Visto l’articolo 144 del D. Lgs.n° 152,/2006 e s.m.i. “Norme in materia di tutela ambientale” che, dopo aver definito l’acqua una risorsa da tutelarsi e ed utilizzarsi secondo criterio di solidarietà, dispone che il relativo utilizzo, per finalità diverse dal consumo umano, sia consentito entro limiti in cui le risorse idriche siano sufficienti, a condizione che non ne pregiudichino la qualità;

Considerata, pertanto, la necessità di contenere l’utilizzo dell’acqua del pubblico acquedotto nei suddetti limiti legislativi, anche per consentire la ricarica dei serbatoi di accumulo durante le ore notturne;

Ritenuto, a tutela della salute e dell’igiene pubblica, di dover vietare l’uso indiscriminato d’acqua potabile per fini o scopi diversi rispetto a quelli previsti dal citato articolo 144 del D. Lgs.n° 152,/2006 e s.m.i.;

Evidenziato che, in base all’art. 7 della L. n.241/1990 e s.m.i., qualora sussistano particolari esigenze di celerità del procedimento, non occorre adottare comunicazioni di avvio dello stesso;

Su proposta del Responsabile del  procedimento, P.to Pietro Bongiorni;

Visto l’art. 50 del D.Lgs. 267/2000 e s.m.i.;

O R D I N A

E’ fatto divieto a tutti i cittadini, con particolare riferimento alle frazioni servite dagli acquedotti di montagna e collinari, di utilizzare l’acqua potabile del pubblico acquedotto per fini diversi da quelli domestici (comprendenti usi di carattere igienico sanitario, commerciali, assolutamente necessari ed indispensabili alle esigenze quotidiane), quali annaffiatura di orti e giardini, lavaggio di automezzi di qualsiasi tipo ed altri usi non consentiti, sino al 25 settembre 2011, salvo eventuale proroga.

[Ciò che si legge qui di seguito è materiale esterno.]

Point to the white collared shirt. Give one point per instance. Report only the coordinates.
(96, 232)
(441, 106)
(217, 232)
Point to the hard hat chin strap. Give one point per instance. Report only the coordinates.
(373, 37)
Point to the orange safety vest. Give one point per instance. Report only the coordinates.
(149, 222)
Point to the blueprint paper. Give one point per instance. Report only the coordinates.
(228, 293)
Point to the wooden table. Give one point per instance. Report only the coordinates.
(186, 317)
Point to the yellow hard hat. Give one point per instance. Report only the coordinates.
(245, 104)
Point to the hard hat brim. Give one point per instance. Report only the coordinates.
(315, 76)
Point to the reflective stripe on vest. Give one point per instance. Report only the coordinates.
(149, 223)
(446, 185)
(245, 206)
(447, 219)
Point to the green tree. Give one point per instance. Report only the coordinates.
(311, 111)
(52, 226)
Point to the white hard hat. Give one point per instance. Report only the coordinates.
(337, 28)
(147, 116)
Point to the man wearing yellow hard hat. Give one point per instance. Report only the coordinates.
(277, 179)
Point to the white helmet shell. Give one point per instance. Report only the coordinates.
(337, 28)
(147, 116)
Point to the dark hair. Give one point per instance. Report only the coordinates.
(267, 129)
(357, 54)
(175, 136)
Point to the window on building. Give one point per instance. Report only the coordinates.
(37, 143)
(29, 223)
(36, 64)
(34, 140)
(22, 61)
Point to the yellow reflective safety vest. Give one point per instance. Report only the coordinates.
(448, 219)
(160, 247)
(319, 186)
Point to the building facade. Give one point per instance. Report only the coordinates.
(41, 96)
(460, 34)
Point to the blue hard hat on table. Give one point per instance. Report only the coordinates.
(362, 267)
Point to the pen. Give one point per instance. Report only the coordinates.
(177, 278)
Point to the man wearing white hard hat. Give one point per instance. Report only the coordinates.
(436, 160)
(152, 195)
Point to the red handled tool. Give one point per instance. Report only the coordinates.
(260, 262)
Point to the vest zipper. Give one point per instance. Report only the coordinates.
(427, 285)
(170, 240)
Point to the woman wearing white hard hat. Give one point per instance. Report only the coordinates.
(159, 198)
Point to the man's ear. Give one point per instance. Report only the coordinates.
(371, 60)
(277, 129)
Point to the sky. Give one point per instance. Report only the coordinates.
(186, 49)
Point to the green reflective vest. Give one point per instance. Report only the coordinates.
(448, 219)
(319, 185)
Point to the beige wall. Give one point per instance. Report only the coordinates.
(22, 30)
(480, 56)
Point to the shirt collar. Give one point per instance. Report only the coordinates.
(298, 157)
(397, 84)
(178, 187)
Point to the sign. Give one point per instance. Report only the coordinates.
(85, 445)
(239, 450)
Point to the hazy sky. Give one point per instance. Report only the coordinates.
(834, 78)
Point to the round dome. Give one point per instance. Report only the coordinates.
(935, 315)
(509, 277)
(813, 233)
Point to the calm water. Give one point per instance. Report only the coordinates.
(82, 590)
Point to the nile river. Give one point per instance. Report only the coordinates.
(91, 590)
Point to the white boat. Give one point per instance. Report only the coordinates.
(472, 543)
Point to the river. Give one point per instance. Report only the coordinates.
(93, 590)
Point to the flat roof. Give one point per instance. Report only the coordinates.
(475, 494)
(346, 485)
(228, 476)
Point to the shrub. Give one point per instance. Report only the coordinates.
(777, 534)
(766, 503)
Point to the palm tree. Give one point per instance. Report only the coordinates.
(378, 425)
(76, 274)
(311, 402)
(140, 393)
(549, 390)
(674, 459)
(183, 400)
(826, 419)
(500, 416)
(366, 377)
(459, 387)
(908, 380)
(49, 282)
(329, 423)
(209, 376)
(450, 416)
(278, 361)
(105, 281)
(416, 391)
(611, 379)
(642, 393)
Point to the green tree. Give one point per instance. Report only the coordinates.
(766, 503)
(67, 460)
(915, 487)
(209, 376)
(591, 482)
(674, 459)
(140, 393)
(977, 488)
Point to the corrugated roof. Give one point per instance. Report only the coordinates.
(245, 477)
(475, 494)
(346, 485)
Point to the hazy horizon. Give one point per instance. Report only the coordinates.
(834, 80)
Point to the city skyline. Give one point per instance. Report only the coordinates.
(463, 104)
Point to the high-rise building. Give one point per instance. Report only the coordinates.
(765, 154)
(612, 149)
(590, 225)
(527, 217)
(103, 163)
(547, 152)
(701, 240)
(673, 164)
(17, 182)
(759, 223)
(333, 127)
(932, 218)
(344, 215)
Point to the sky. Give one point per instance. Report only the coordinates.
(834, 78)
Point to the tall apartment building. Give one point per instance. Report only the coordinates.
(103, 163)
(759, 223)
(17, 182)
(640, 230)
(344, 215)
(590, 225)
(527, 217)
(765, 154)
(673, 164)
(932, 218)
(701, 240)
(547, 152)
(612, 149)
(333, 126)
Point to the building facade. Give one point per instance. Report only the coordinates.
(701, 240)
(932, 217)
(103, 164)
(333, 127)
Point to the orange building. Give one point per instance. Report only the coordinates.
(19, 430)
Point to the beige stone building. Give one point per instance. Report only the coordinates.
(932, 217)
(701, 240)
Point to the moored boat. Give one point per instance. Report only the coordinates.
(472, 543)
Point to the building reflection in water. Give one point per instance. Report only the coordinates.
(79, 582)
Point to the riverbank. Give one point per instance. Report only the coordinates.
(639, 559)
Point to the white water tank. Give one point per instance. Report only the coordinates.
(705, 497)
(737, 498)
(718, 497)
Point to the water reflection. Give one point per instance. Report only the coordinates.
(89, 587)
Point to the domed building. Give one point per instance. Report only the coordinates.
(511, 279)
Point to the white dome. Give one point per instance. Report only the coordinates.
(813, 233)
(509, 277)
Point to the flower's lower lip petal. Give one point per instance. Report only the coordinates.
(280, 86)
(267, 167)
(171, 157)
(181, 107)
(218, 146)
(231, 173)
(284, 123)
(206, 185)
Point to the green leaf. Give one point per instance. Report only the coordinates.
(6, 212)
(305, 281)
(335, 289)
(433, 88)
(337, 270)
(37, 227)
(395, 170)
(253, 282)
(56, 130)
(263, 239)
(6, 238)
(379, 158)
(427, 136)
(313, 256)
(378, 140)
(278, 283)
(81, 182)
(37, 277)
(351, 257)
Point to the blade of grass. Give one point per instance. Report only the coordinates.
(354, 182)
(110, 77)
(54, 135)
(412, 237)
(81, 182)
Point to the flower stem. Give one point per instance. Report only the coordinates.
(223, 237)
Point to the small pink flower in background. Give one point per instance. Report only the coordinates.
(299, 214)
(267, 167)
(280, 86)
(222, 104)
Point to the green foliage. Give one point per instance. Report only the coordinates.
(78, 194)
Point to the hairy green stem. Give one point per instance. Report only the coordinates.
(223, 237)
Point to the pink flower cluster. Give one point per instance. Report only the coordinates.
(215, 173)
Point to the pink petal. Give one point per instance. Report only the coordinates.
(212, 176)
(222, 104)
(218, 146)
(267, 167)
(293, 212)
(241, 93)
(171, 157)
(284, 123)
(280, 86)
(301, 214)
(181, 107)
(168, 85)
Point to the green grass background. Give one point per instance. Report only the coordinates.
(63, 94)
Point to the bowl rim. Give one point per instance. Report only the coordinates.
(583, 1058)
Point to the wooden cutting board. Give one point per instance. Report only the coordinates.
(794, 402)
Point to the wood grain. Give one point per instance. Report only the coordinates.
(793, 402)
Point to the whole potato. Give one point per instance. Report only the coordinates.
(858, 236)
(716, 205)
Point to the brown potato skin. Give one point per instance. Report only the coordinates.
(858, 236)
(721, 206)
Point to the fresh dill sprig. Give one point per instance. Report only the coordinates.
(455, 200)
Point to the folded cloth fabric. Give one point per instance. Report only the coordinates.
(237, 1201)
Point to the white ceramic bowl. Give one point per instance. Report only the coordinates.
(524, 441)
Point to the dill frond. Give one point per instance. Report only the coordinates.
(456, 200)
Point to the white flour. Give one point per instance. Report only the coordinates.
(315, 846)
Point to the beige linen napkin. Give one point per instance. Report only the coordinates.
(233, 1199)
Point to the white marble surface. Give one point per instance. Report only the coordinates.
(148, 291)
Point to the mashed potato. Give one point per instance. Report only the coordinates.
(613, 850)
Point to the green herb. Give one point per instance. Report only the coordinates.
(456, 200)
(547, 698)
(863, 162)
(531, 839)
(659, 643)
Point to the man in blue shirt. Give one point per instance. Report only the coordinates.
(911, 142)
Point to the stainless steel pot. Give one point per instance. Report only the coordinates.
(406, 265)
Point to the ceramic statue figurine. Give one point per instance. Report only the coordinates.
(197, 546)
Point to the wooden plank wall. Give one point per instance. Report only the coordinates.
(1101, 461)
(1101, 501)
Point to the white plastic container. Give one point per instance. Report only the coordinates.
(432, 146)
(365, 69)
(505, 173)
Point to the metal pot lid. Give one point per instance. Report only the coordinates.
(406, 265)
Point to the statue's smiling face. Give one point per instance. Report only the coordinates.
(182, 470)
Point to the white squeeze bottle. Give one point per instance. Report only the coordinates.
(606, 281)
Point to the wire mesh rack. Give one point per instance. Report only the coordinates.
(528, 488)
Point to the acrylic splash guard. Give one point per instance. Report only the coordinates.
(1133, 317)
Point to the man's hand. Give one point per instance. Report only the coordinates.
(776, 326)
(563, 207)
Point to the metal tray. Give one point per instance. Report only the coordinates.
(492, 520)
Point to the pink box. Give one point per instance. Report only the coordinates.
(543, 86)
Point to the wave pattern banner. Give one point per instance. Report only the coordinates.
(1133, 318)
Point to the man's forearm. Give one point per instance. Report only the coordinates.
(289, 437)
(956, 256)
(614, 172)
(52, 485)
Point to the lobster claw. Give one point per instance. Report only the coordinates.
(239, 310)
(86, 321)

I contravventori saranno puniti con la sanzione amministrativa pecuniaria da €. 50,00 a €. 500,00 (da € cinquanta/00 a € cinquecento/00), fatte salve più gravi sanzioni di carattere penale nell’ipotesi in cui venissero riscontrate condotte truffaldine o prelievi fraudolenti.

Il personale di Enel Rete Gas, società concessionaria del servizio acquedotto, è incaricata di vigilare sulla corretta osservanza della presente ordinanza attraverso sopralluoghi per verificare l’uso e la provenienza delle acque utilizzate con successiva denuncia di eventuali inadempienze e/o abusi al Comando della Polizia Municipale.

Il presente provvedimento è reso noto al pubblico, mediante affissione all’albo pretorio Comunale.

Il presente provvedimento sarà ampiamente divulgato tramite diversi canali di informazione, quali ad esempio: pubblicazione sui quotidiani a tiratura locale, emittenti televisive locali, sul sito Internet: www.comune.massa.ms.it, nonché mediante affissione in spazi pubblici di dotazione comunale.